All of lore.kernel.org
 help / color / mirror / Atom feed
From: "Paul E. McKenney" <paulmck@kernel.org>
To: Sebastian Andrzej Siewior <bigeasy@linutronix.de>
Cc: "Uladzislau Rezki (Sony)" <urezki@gmail.com>,
	LKML <linux-kernel@vger.kernel.org>, RCU <rcu@vger.kernel.org>,
	Michael Ellerman <mpe@ellerman.id.au>,
	Andrew Morton <akpm@linux-foundation.org>,
	Daniel Axtens <dja@axtens.net>,
	Frederic Weisbecker <frederic@kernel.org>,
	Neeraj Upadhyay <neeraju@codeaurora.org>,
	Joel Fernandes <joel@joelfernandes.org>,
	Peter Zijlstra <peterz@infradead.org>,
	Michal Hocko <mhocko@suse.com>,
	Thomas Gleixner <tglx@linutronix.de>,
	"Theodore Y . Ts'o" <tytso@mit.edu>,
	Oleksiy Avramchenko <oleksiy.avramchenko@sonymobile.com>
Subject: Re: [PATCH 1/3] kvfree_rcu: Allocate a page for a single argument
Date: Fri, 22 Jan 2021 07:28:55 -0800	[thread overview]
Message-ID: <20210122152855.GE2743@paulmck-ThinkPad-P72> (raw)
In-Reply-To: <20210122111733.tcwfl43akypz3x42@linutronix.de>

On Fri, Jan 22, 2021 at 12:17:33PM +0100, Sebastian Andrzej Siewior wrote:
> On 2021-01-20 13:54:03 [-0800], Paul E. McKenney wrote:
> > > > +// Record ptr in a page managed by krcp, with the pre-krc_this_cpu_lock()
> > > > +// state specified by flags.  If can_alloc is true, the caller must
> > > > +// be schedulable and not be holding any locks or mutexes that might be
> > > > +// acquired by the memory allocator or anything that it might invoke.
> > > > +// Returns true if ptr was successfully recorded, else the caller must
> > > > +// use a fallback.
> > > 
> > > The whole RCU department is getting swamped by the // comments.
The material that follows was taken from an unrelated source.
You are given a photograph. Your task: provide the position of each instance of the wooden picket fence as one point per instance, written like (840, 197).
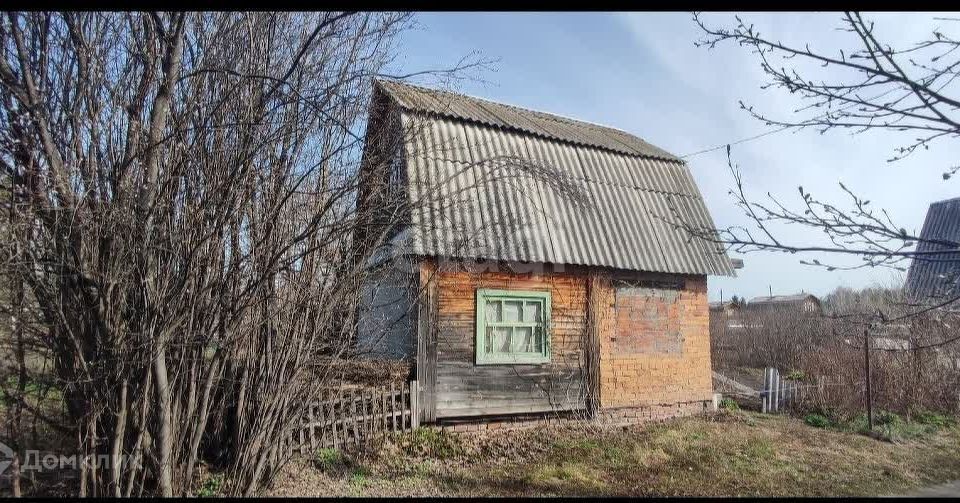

Can't we
> > > have proper kernel doc and /* */ style comments like the remaining part
> > > of the kernel?
> > 
> > Because // comments are easier to type and take up less horizontal space.
> 
> As for the typing I could try to sell you 
>   ab // /*
> 
> for your .vimrc and then //<enter> would become /* ;) As for the
> horizontal space, I don't have currently anything in my shop. I'm sorry.

;-)

> > Also, this kvfree_call_rcu_add_ptr_to_bulk() function is local to
> > kvfree_rcu(), and we don't normally docbook-ify such functions.
> 
> I didn't mean to promote using docbook to use every. For instance if you
> look at kernel/trace/trace.c, there are no // comments around, just /*
> style, even for things like tracing_selftest_running.
> 
> Basically I was curious if I could learn where this // is coming and if
> I could stop it.

Because they are now allowed and because they make my life easier as
noted above.  Also in-function comment blocks are either one line or two
lines shorter.  Yeah, they look strange at first, but it is not that hard
to get used to them.  After all, I did manage to get used to the /* */
comment style shortly after first encountering it.  ;-)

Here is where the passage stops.